Staged in Padraig Pearse’s former family home in Dublin, on a stage comprising adjoining rooms, this Wonderland production has a rare intimacy, a quality enhanced by Alice Coghlan the director and choreographer, as she encourages her off-stage actors to sit amongst the audience and to remain in character during the interval. With little or no distance between stalls and stage, Brendan Behan’s biting lampoon has an energising narrative drive, not least during the surreal musical interludes. In one, Leslie Williams (Noel O’Shea) the hostage, is welcomed with a mini ceilidh to the IRA safe house run by Pat (Morgan Cooke). Eithne McGuinness, Martin Philips, Michael Bates, Neill Fleming, O’Shea and Cooke (who is also the composer) all contribute strong turns, but this is a collective effort, particularly as most characters are required to sing, dance and play an instrument. The result is by no means perfect, but it is a worthy triumph of the imagination.


The Irish Times    

Without any risk of overstatement, Wonderland Productions is a company that is really going places. A plucky, ideas-driven and indefatigable theatre group, they have had no easy access to conventional venues and have learned to improvise handsomely, staging their works in various site-specific venues. Alice Coghlan’s troupe have previously staged Molière’s The Miser in a Georgian home, her own version of Goldoni’s La Locandiera in a Tapas bar, and the original comedy Life Shop til You Drop! in venues from Dublin to Dubai.

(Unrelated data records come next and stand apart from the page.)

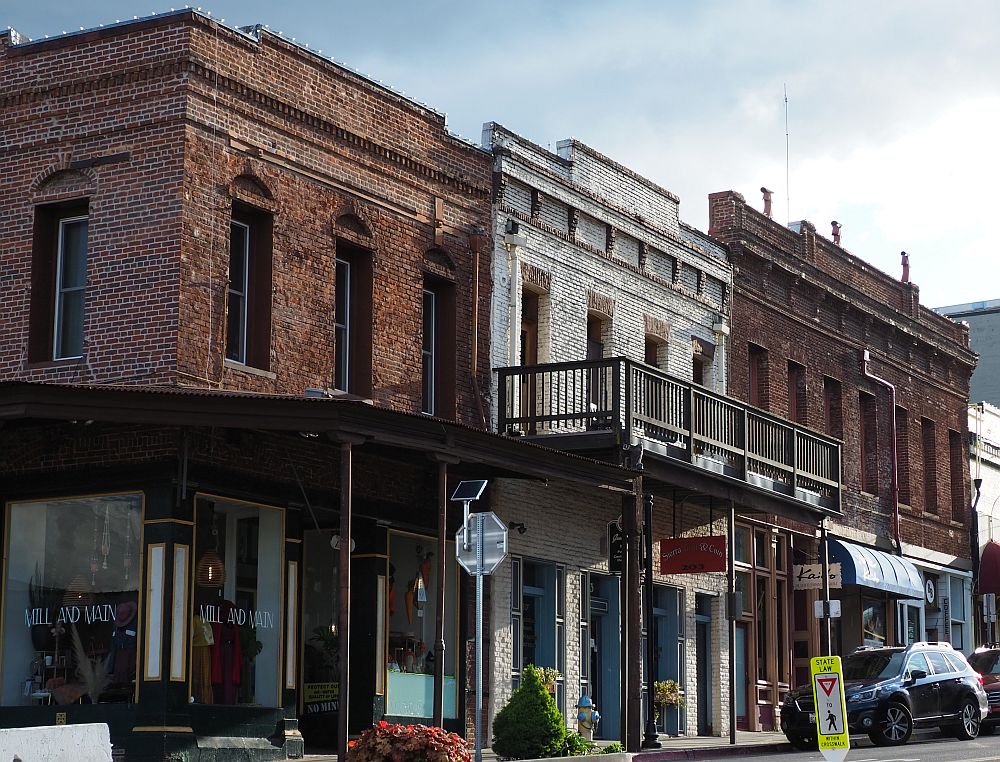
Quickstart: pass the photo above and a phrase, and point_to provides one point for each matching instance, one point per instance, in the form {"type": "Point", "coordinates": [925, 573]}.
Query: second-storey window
{"type": "Point", "coordinates": [71, 281]}
{"type": "Point", "coordinates": [352, 320]}
{"type": "Point", "coordinates": [58, 281]}
{"type": "Point", "coordinates": [438, 348]}
{"type": "Point", "coordinates": [248, 309]}
{"type": "Point", "coordinates": [427, 351]}
{"type": "Point", "coordinates": [239, 269]}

A young company with a clearly classical sensibility, Wonderland’s new undertaking is Brendan Behan’s The Hostage. Its largest production yet, the show is performed in the birthplace of Padraic Pearse, a Victorian terrace house which here stands for the 1960s Dublin brothel-cum-safe house where the IRA hold Private Leslie Williams hostage for the night. Behan’s play is populated with rebel heroes, homosexual navvies, whores, convent girls and decaying civil servants. As is so often the case with site-specific theatre – sometimes the associations between play and space chime, sometimes they clang.

But Wonderland know their history. This venue is an appropriately charged place for The Hostage’s execution.

The Wonderland Christmas Cabaret

b_ChristmasCabaret-P-1Christmas 2005 saw Wonderland’s first fun filled cabaret in association with Bewleys Café Theatre. True to cabaret’s historical spirit the show not only had singers, as many cabarets do today, but also comedy Emcees, dancers, short dramatic scenes, instrumental solos, original comedy sketches, magic acts, stand up comedians, clowning and a raffle.

The show completely sold out and a percentage of the proceedings were donated to local charities. The show featured many Dublin performers together with four children from the Wonderland stage school, who made their professional debut.
The Wonderland Christmas Cabaret was directed by Alice Coghlan, produced and choreographed by Sarajane Bloomer with musical direction from Jenni Woolfson and photography by Steve Wilson.